All their lives, women are urged to play fair and be “nice”. Often that is code for ‘don’t rock the boat’, or ‘know your place.’ Today with the passing of Margaret Thatcher the world lost a trailblazing feminist who showed us all that while niceness and popularity have their place, they are often irrelevant obstacles for women seeking to make their mark.

Lady Thatcher might well recoil from being labeled a feminist, but in the truest sense of that word, she embodied the triumph of courage and ability over gender stereotypes. She showed class conscious Brits that leadership was not the preserve of the monied elite, and forever laid to rest the belief that women were too timid, and weak to chart their nation’s destiny.

While the debate still rages in America over ‘having it all’, and ‘leaning in’, Mrs. Thatcher showed us how to do both.

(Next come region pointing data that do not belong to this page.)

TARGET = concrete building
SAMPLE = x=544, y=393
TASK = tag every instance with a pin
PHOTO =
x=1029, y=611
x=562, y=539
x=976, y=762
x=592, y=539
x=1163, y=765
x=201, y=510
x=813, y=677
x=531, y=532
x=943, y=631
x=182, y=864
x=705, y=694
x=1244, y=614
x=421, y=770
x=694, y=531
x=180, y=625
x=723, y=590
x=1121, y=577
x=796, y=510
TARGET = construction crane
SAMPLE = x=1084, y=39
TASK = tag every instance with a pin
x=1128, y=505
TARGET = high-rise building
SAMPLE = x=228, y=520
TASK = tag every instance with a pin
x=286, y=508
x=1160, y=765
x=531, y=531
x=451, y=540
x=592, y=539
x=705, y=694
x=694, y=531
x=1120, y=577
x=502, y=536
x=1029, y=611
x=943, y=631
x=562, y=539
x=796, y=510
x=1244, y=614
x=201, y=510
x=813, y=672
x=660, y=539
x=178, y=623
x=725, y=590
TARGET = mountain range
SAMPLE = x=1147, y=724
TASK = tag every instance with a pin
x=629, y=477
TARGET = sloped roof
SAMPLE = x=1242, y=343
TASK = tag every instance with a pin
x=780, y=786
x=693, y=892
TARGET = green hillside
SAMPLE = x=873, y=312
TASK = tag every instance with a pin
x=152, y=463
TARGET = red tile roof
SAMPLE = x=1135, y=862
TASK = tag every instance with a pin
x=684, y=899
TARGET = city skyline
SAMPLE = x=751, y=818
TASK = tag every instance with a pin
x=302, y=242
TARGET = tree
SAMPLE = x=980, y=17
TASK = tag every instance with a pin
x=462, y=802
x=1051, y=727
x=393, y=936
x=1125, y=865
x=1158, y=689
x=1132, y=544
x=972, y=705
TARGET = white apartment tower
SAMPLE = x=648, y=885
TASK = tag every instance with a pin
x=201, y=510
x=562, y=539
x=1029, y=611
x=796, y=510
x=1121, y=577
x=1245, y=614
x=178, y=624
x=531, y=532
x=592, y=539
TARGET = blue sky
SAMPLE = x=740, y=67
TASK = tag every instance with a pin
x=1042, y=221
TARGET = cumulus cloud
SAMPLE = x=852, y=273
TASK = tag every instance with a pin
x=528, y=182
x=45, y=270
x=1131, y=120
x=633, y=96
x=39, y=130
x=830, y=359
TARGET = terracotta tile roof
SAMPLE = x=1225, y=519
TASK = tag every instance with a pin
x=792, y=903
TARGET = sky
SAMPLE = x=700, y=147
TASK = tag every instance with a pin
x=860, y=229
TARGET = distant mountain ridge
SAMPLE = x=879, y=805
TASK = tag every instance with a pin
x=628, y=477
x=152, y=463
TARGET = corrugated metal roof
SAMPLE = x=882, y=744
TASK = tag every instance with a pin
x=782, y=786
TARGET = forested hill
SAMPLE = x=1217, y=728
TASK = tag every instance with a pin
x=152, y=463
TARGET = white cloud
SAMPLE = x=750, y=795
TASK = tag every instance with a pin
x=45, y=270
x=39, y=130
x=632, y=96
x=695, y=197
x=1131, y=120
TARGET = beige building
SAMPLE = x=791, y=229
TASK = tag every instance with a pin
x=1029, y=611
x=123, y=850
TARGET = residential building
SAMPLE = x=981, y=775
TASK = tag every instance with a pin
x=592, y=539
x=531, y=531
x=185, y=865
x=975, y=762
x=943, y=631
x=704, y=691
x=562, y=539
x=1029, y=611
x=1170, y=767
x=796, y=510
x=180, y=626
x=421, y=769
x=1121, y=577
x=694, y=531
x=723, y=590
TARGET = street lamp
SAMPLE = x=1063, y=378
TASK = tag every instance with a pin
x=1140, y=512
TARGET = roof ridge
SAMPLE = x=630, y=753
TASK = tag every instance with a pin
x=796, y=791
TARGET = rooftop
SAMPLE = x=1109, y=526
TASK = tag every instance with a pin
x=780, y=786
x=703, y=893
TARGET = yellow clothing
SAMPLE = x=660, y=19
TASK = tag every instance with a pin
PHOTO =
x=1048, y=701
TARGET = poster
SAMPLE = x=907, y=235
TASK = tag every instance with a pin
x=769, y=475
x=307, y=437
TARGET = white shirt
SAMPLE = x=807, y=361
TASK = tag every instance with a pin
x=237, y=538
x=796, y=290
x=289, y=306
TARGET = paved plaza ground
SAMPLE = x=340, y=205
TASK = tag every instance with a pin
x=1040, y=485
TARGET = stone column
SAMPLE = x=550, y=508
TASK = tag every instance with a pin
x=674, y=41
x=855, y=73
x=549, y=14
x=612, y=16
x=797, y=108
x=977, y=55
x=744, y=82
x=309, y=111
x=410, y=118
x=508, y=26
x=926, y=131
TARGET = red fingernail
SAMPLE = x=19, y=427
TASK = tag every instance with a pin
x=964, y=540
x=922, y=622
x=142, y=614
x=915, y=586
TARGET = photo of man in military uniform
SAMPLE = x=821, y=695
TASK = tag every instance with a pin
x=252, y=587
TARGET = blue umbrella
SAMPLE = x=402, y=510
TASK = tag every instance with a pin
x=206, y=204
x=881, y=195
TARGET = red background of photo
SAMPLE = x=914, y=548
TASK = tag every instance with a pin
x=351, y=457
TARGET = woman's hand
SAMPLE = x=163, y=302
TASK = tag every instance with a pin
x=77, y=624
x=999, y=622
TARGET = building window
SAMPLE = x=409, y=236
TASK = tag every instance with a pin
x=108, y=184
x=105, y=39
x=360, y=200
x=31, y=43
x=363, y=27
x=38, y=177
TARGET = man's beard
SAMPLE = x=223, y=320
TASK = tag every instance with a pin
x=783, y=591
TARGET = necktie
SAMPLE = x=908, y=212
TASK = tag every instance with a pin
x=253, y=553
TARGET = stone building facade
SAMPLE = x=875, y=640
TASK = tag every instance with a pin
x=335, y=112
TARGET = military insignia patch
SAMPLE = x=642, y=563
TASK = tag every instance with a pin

Wife, Oxford grad, mother of twins, chemist, barrister and awesome competitor, she neither asked for nor expected special consideration. She faced a barrage of fierce sometimes-vicious criticism, and soldiered on.

Women (and men) of all political stripes should identify with and learn from this iconic figure who embodied qualities not often seen on the public stage. How refreshing in an age of plastic politicos who rule by opinion polls and regurgitate meaningless pabulum to find someone willing to state her views and stand by them, despite the blowback. As the current debates over gun control and the budget illustrate, few of our current elected officials display that type of courage.

It is tempting to dismiss Margaret Thatcher as an irrelevant relic of the Cold War best consigned to the dustbin of history. I submit however, that her courage, grit and patriotism transcend time and provide important lessons to us all.

Was the ‘iron lady’ a nice girl? Heavens no! She was a role model in the best sense of the word.